By contrast to the epic battles in France, the English scenes came across as group of spoiled children fighting over their toys. A. Bryan Humphrey’s Winchester was sufficiently smarmy in his Machiavellian power-grabbing, and Dan Kremer’s Gloucester played off him like a naïve Captain America. Jim Poulos’s King Henry VI was clearly out of his depth at mediating between the factions, and the actor’s apparent youth augmented this. As he doled out titles, banished traitors, and whimsically chose a rose to wear, he seemed more like a child playing king than an actual king.
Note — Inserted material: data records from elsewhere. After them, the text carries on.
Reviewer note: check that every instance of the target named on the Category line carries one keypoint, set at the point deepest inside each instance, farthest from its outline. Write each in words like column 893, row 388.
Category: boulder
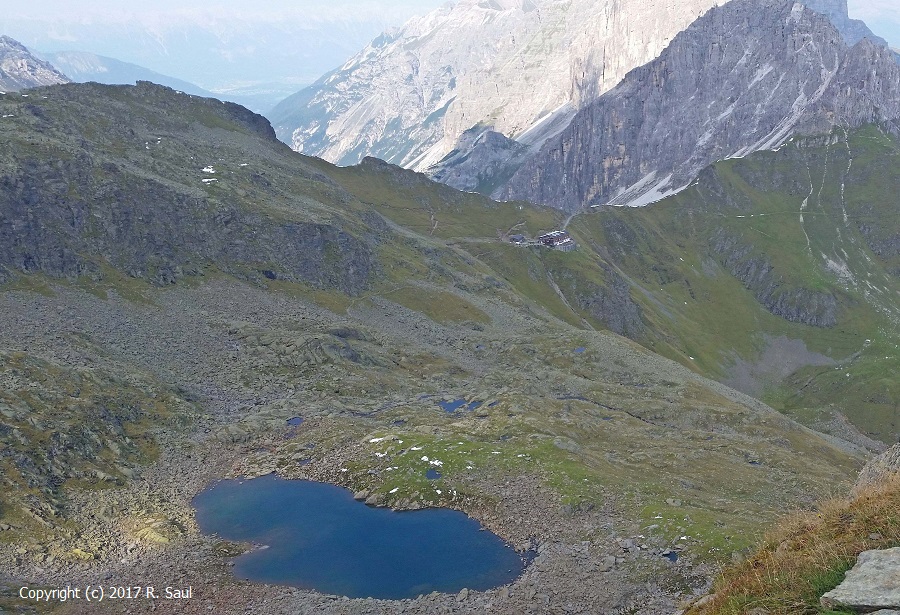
column 872, row 584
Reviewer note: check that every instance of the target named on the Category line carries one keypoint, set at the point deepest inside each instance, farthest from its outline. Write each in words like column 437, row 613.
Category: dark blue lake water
column 320, row 538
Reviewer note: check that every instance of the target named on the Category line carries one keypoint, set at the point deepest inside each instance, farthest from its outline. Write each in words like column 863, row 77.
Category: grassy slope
column 807, row 554
column 704, row 317
column 440, row 256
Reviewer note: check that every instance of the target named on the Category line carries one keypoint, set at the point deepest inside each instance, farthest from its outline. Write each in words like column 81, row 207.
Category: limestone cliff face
column 745, row 77
column 507, row 64
column 19, row 69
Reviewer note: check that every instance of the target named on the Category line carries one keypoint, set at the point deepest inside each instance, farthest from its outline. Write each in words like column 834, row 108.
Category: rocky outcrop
column 482, row 160
column 510, row 64
column 872, row 584
column 745, row 77
column 19, row 69
column 879, row 468
column 853, row 30
column 70, row 212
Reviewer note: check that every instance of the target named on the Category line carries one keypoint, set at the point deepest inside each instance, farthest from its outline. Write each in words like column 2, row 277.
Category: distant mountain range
column 82, row 66
column 20, row 69
column 493, row 117
column 745, row 77
column 521, row 67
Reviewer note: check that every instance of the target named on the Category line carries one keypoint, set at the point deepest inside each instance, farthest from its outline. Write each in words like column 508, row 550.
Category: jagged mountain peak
column 20, row 69
column 410, row 94
column 745, row 77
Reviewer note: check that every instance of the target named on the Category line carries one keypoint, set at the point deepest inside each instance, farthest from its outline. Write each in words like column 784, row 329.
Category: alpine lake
column 316, row 536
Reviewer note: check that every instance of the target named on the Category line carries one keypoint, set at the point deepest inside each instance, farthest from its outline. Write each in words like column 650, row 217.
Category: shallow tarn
column 316, row 536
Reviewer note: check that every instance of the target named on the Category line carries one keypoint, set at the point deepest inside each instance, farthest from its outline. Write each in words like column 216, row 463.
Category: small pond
column 317, row 536
column 452, row 405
Perhaps the only England scene that humanized the historical conflict was 2.5, between Tarah Flanagan’s cross-casted Mortimer and Michael Elich’s Plantagenet. In a beard, heavy clothes, and long white wig, Flanagan brought gravitas to the part, and the scene served as a calm between the storms.
In all, the production seemed interested in raising Joan to heroic ranks, depicting the English as mostly incompetent fools, and resisting the propagandist underpinnings of the play. Unfortunately, the play’s text is somewhat intractable, and the production did its best to maintain this ethos after the intermission, creating a tension between the script and the depictions on stage.
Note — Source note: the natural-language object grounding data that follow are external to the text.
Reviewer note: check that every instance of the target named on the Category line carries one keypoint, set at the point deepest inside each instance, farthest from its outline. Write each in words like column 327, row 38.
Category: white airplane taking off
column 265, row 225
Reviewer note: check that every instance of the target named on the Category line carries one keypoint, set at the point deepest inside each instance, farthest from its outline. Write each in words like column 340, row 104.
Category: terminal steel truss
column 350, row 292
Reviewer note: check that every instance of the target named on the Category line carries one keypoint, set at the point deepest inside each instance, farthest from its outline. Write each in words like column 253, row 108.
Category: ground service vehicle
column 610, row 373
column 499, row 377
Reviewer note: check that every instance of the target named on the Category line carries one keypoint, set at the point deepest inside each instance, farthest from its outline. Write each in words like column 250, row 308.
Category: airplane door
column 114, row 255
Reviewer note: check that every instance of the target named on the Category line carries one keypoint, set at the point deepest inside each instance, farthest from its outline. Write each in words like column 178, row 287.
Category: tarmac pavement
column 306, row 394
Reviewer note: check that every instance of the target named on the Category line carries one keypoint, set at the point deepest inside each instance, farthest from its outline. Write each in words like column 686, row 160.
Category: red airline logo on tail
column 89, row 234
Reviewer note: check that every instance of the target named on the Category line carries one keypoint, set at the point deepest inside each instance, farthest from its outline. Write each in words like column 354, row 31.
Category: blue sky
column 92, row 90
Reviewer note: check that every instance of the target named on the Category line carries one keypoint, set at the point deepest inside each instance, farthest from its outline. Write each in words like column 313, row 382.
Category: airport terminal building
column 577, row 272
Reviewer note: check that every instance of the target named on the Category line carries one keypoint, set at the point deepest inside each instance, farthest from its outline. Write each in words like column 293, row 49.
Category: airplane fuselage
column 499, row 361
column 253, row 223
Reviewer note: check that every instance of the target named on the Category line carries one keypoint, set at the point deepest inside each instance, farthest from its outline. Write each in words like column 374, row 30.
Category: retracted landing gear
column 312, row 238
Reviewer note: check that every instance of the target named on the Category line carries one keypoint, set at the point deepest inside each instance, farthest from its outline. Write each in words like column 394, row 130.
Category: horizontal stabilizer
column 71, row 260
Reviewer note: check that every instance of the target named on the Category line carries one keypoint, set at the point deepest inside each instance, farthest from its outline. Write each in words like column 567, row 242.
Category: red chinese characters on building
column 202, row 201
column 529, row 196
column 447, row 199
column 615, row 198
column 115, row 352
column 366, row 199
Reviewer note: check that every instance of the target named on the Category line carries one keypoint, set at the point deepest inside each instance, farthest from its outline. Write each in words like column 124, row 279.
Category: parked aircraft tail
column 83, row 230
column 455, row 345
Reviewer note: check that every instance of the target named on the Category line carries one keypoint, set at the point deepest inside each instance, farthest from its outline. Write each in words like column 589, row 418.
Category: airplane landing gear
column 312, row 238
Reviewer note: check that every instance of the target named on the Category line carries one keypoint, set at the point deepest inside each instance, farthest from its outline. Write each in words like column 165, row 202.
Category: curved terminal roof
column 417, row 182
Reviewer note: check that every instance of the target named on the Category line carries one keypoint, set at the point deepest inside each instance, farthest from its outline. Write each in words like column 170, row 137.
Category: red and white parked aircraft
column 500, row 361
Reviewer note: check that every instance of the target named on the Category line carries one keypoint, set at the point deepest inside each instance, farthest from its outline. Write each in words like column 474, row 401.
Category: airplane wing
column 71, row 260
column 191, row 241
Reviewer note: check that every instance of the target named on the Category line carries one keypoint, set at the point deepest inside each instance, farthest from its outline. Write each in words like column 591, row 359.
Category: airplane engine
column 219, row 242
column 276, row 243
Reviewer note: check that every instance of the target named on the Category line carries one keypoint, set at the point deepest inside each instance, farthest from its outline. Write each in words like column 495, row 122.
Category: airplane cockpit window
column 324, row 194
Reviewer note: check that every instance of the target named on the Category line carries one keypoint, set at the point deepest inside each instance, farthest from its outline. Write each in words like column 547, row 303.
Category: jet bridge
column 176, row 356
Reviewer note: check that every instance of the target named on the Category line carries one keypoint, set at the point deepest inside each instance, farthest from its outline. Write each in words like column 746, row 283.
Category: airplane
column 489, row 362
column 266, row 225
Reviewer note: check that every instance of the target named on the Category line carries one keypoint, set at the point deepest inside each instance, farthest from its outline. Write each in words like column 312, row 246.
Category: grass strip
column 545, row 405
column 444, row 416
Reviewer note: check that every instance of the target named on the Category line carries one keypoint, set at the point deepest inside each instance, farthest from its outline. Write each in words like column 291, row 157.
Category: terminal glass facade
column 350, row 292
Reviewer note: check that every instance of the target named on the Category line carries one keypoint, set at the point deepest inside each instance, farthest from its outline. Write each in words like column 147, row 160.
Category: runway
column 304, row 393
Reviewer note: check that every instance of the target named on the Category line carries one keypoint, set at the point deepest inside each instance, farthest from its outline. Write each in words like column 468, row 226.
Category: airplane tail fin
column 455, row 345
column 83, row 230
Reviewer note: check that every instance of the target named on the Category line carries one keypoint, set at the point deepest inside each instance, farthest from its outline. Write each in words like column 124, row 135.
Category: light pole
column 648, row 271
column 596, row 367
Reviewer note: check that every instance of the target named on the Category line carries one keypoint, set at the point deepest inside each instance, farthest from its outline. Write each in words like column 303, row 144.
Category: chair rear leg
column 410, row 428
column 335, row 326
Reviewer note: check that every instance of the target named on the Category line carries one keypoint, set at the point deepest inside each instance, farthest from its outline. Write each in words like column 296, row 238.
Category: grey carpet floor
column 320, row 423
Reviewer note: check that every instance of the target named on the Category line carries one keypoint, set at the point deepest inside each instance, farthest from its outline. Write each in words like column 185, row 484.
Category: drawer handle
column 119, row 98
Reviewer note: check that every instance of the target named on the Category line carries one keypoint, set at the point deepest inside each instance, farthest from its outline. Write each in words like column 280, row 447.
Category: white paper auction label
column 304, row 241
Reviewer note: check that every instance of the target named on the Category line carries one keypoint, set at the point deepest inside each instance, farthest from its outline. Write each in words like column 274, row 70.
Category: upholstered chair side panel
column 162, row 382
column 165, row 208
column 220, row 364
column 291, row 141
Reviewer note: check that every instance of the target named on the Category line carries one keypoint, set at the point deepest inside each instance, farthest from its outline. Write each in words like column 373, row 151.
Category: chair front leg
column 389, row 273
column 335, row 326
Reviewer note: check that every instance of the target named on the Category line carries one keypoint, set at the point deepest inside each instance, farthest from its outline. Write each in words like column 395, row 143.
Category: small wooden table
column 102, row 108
Talbot became far more human after the introduction of his son (played by Austin Glen Jacobs). When the bickering between York and Somerset negatively affected the war effort, Talbot was the gritty pragmatist doing what was necessary and ignoring the political squabbles of his homeland. In his final battle, staged as the alarum before 4.7, Talbot was alone center stage on the raised platform while fighting off the Dauphin, Joan, and the Duke of Burgundy (Henry A. McDaniel). It was a hero’s death, in spite of the earlier impressions of the character.
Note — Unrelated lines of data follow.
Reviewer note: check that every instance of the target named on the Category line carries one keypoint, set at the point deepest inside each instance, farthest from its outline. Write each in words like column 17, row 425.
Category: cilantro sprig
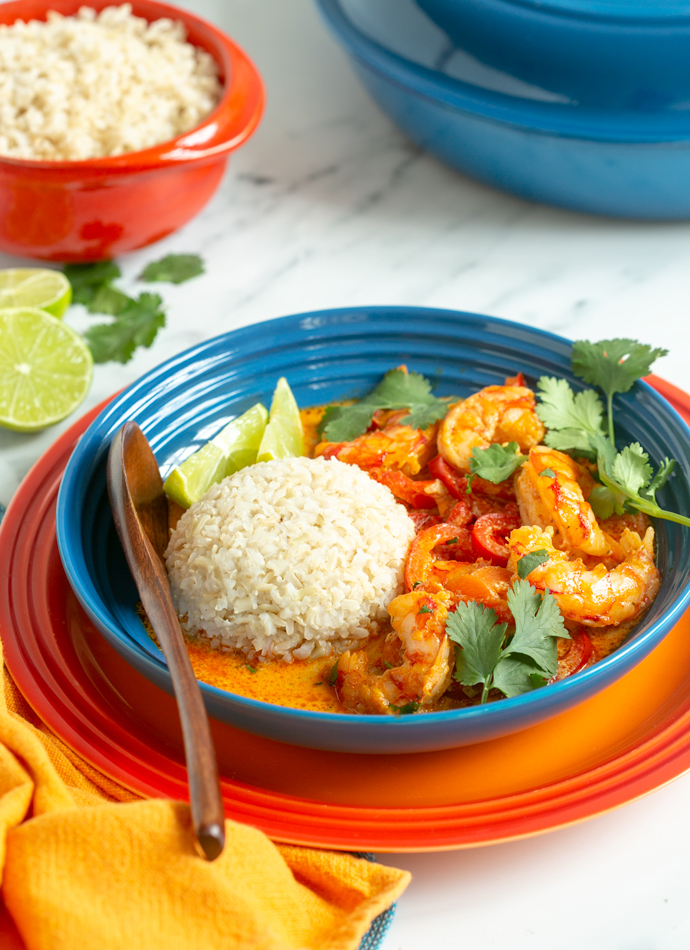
column 397, row 390
column 496, row 463
column 614, row 366
column 513, row 659
column 578, row 423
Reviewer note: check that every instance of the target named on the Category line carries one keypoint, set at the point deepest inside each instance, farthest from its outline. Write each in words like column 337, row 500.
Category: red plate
column 625, row 742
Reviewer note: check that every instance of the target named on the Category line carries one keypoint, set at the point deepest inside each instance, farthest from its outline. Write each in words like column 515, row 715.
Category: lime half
column 233, row 448
column 35, row 287
column 45, row 369
column 284, row 435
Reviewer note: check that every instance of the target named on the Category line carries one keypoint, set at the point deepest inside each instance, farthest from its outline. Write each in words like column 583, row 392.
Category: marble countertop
column 329, row 206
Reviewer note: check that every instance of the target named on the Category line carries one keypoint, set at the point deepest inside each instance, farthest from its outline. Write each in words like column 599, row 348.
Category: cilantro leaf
column 561, row 408
column 529, row 562
column 496, row 463
column 136, row 325
column 397, row 390
column 422, row 416
column 108, row 299
column 660, row 479
column 538, row 621
column 173, row 268
column 631, row 468
column 614, row 366
column 569, row 440
column 514, row 676
column 476, row 629
column 518, row 664
column 344, row 423
column 87, row 278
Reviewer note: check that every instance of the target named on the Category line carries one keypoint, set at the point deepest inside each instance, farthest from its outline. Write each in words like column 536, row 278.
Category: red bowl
column 100, row 208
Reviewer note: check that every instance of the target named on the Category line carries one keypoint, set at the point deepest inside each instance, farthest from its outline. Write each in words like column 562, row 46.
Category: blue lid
column 400, row 40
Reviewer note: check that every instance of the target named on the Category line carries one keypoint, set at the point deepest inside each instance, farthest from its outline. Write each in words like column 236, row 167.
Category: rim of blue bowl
column 562, row 120
column 616, row 11
column 83, row 454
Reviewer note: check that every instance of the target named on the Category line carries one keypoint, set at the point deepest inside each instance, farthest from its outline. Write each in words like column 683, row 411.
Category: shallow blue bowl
column 611, row 54
column 326, row 356
column 513, row 135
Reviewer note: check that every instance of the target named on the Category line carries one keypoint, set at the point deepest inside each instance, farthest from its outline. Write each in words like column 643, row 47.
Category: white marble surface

Still resisting the text, Joan’s abandonment by the spirits in 5.3 was played with Lane alone onstage. No spirits appeared to confirm the English view of her as a witch, nor the French view as a saint. A tight spotlight penned her in onstage, with the rest of the stage in total darkness. She had the look of a caged animal, and the picture created effectively foreshadowed her literal caging at the end of the play. In 5.4, Joan was enclosed in a wooden cell, her armor gone and her long hair shorn. The sack-cloth she wore was ripped, suggesting abuse at the hands of her capturers. This final image of Joan as fallen hero was enough to keep the audience’s sympathies with her, especially as Suffolk’s (John Innerst) machinations showed the English further descending into infantile disputes.
As the concluding image of the performance, King Henry VI and Margaret (Stephanie Lambourn) held hands and slowly walked the entire breadth of the stage. As they walked, Suffolk mounted the throne, which was on the raised dais and slid smoothly back into the discovery space. Simultaneously, battle scenes from earlier in the play were mimed in slow motion around them. The music rose to its zenith and red and white rose petals dropped from roof like snow all over the stage. This final image simultaneously looked back at the play that was, and forward at the conclusion of the Henry VI plays, which will be performed as a single play in USF’s 2019 season.